The loan charge was introduced in Finance (No. 2) Act 2017 to curb the use of disguised remuneration schemes, which employers used to pay individuals their income through loans, usually paid out via offshore trusts, and to sidestep income tax and National Insurance contributions. Such loans were structured in a way that they would never have to be repaid.
The loan charge applies to all loans dating back to April 6, 1999, if they remained outstanding by April 5, 2019. Since its introduction, the loan charge has been harshly criticized, as thousands of contractors now face massive liabilities, as well as potential bankruptcy and home property losses. In some cases, individuals are suffering from depression, have family problems, or either have died by suicide or are contemplating it, according to members of Parliament and campaigners.

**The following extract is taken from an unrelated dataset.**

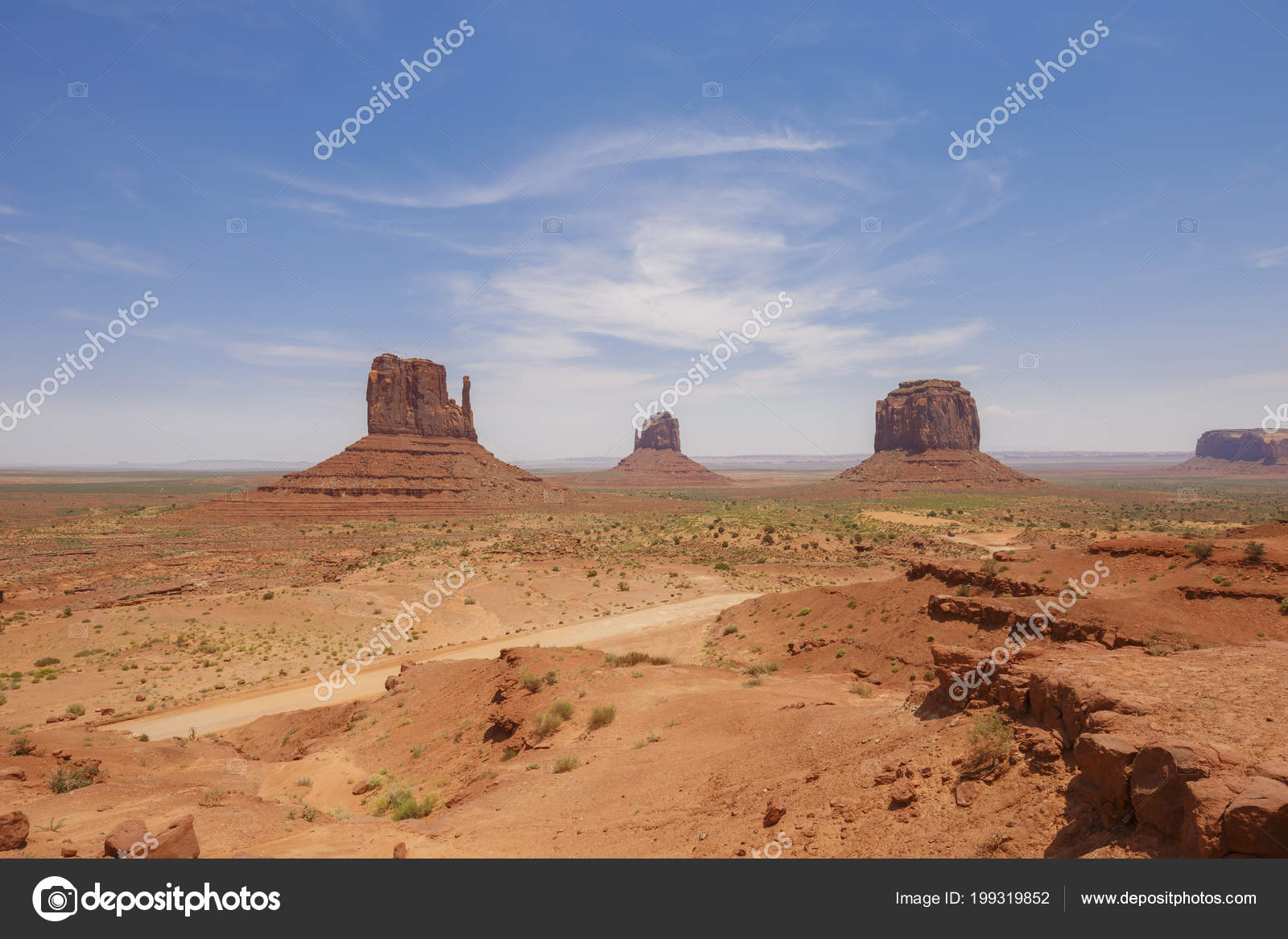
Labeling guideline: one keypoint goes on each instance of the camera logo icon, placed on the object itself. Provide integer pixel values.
(55, 900)
(1274, 420)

HM Treasury reviewed the loan charge, publishing a March 26 report in its defense. That prompted the Loan Charge All-Party Parliamentary Group (APPG), an informal cross-party group that has no official status within Parliament, to publish its own report on April 3, calling for a six-month delay in the loan charge’s implementation — a call that HM Treasury flatly rejected.
The IOPC also said HMRC is the right body to determine if its contact with the individual in question was appropriate, given the individual’s vulnerable circumstances. There is little evidence that suggests HMRC was aware of any threat to the individual’s life, so an IOPC investigation into the matter is not required, the IOPC said.

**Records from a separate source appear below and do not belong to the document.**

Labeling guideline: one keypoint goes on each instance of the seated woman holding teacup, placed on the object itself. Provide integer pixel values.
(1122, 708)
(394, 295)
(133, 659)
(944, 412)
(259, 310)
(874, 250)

HMRC is treating the case seriously, the IOPC added, noting that it would review HMRC’s final investigation report and recommending that HMRC re-refer the case if it uncovers evidence of related conduct issues among its staff.

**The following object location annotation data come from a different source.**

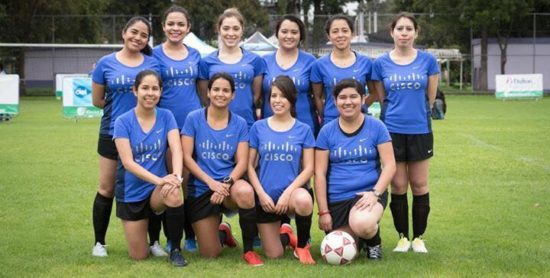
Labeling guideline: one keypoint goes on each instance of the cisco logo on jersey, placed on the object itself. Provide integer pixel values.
(147, 152)
(181, 78)
(216, 150)
(279, 152)
(351, 155)
(122, 84)
(241, 79)
(410, 81)
(297, 81)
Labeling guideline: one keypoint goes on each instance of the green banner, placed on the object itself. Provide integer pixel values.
(518, 94)
(81, 112)
(9, 109)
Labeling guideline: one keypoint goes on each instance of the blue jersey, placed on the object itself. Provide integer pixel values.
(406, 109)
(214, 150)
(280, 154)
(299, 73)
(244, 72)
(148, 150)
(179, 81)
(324, 71)
(118, 80)
(354, 163)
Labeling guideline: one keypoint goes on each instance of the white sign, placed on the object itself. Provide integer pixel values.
(77, 98)
(59, 82)
(9, 94)
(519, 86)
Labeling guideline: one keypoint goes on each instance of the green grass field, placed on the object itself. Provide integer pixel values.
(490, 192)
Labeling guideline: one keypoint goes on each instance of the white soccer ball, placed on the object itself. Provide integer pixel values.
(338, 248)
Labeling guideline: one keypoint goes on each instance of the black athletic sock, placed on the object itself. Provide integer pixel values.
(285, 219)
(375, 240)
(175, 217)
(303, 227)
(154, 227)
(189, 232)
(247, 221)
(101, 215)
(421, 209)
(400, 213)
(285, 239)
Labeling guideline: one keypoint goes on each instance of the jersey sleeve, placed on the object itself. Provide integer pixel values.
(120, 129)
(259, 66)
(433, 68)
(243, 131)
(322, 139)
(376, 73)
(253, 136)
(383, 135)
(203, 70)
(171, 121)
(98, 75)
(309, 140)
(188, 128)
(315, 76)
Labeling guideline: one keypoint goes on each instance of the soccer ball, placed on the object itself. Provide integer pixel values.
(338, 248)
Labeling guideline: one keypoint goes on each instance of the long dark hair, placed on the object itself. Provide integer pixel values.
(147, 50)
(287, 87)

“As the IOPC says, we are taking this matter very seriously and are carefully reviewing the case,” an HMRC spokesman told Tax Notes. “We are committed to treating all our customers with respect and consideration, and that especially applies to vulnerable people.”
However, Ruth Cadbury, vice chair of the Loan Charge APPG, pushed for an independent investigation into the loan charge, saying it is troubling that Chancellor of the Exchequer Philip Hammond denied that there was a link between the loan charge and suicides during his April 24 testimony in front of the House of Commons Treasury Committee.
“It is right that there is an investigation into the suicide reported to the IOPC,” Cadbury said in an APPG statement emailed to Tax Notes May 3. “However, this should be conducted by someone outside . . . HMRC and government, or we fear it could be another whitewash, like the recent Treasury report into the loan charge.”
Now that the IOPC has recommended an investigation into the suicide, the government should immediately suspend the loan charge, Ross Thomson, another APPG vice chair, added.
In Hot Water
Separately, Hammond’s Treasury Committee testimony came under fire after he expressed concerns about the APPG’s secretariat, the Loan Charge Action Group, a campaign group created to raise awareness of the loan charge’s effects on individuals. Hammond had said the secretariat includes people who have admitted that they were involved in promoting disguised remuneration tax avoidance schemes.
However, Ed Davey, chair of the APPG, immediately refuted the allegation in an April 26 letter to Treasury Committee Chair Nicky Morgan. “The chancellor’s statement is simply false and needs correcting as a matter of urgency,” Davey wrote. “I would be grateful if you could seek a correction from the chancellor or for evidence to back up his claim regarding this very worrying and misleading statement.”
A spokesman for the APPG confirmed that Morgan has written to Hammond to follow up. An HM Treasury spokesman declined to add anything further to Hammond’s comments.